Le vainqueur du Grand Prix 2015 (et du Prix de la Critique) au dernier Festival de Gérardmer. La scène d’ouverture envoie une belle claque avec une jeune fille paniquée, en petite tenue de satin et talons, qui s’enfuit en courant de chez elle à la nuit tombante. Au bout de quelques mètres, elle se ravise, va récupérer des clés de voiture à l’intérieur puis repart de plus belle en appuyant sur le champignon. Sa course s’achève sur une plage où, éclairée par les phares, elle passe un coup de fil d’adieu à sa famille. Fondu au noir. On retrouve la mignonne au petit matin. Son corps désarticulé repose sur le sable.
Passé cette entrée en matière, on ne connaît pas encore les personnages principaux de l’histoire, mais on a compris qu’ils vont affronter une menace mortelle, représentée dans le titre par cet opaque pronom « it ». What is « it » ? L’héroïne, Jay, 19 ans, va coucher avec un garçon un peu mystérieux, Hugh. Ils font ça — it ! — à l’américaine, sur une banquette arrière de voiture. Horreur : Hugh a refilé quelque chose — it — à Jay, non pas une MST, mais une malédiction : quoi qu’elle fasse, où qu’elle aille, Jay sera dorénavant poursuivie par des apparitions de quidams, aux allures de zombie, qui marchent droit sur elle. Hugh l’a prévenue après son forfait : « Surtout ne te laisse pas attraper, ne te laisse pas toucher. »
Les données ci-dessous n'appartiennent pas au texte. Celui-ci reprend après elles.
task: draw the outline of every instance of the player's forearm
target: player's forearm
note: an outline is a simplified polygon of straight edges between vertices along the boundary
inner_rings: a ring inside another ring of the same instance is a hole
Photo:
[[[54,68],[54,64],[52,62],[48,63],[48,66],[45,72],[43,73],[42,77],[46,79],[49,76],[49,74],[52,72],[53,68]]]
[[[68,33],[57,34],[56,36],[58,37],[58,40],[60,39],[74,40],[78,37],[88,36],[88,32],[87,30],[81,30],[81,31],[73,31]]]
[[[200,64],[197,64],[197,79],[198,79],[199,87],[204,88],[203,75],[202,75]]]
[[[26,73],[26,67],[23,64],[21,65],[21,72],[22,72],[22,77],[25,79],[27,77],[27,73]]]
L’argument de l’acte sexuel comme vecteur de trépas a un petit côté réac, mais D. R. Mitchell n’est pas là pour véhiculer un message conservateur prônant l’abstinence (soyons honnêtes : voir un film de fantômes n’a jamais dissuadé quiconque de baiser !). Le scénario joue d’un axiome propre au slasher US — si tu couches, tu crèves — pour le mêler à d’autres thématiques récentes du cinéma d’horreur (les légendes urbaines, les récits de malédictions des films de hantise japonais et coréens). Narrés au moyen d’une mise en scène virtuose (le cadre et le montage, d’une fluidité aérienne, restituent à la perfection la sensation du cauchemar éveillé vécu par l’héroïne), les tourments de Jay prennent une dimension supplémentaire dès lors que la fuite du personnage face au péril s’accompagne d’un sous-texte psychanalytique très stimulant : la quête pour trouver un remède au mal est jalonnée de symboles psy d’obédience freudienne, et on en revient au fameux « It » du titre, équivalent anglais du « Ça » cher à Sigmund (et à Stephen King !). L’histoire traite de peurs et d’interdits liés à l’enfance (signalons qu’il n’y a aucun personnage adulte dans le film), et forcément, le film touche une corde sensible. L’impact est d’autant plus fort que les passages les plus critiques (les apparitions) s’avèrent d’authentiques moments de trouille. David Robert Mitchell n’a pas volé son Grand Prix à Gérardmer, et It Follows s’assure une place privilégiée dans toute future anthologie des films de hantise. Mentions spéciales, pour conclure, à la musique (une compo électro aussi planante qu’effrayante signée Rich Vreeland) et à la qualité de l’interprétation, dominée par la jolie Maika Monroe, dont la blondeur, la moue et les formes apportent au film une indéniable (et indispensable) touche sexy.
Sortie dans les salles le 4 février 2015.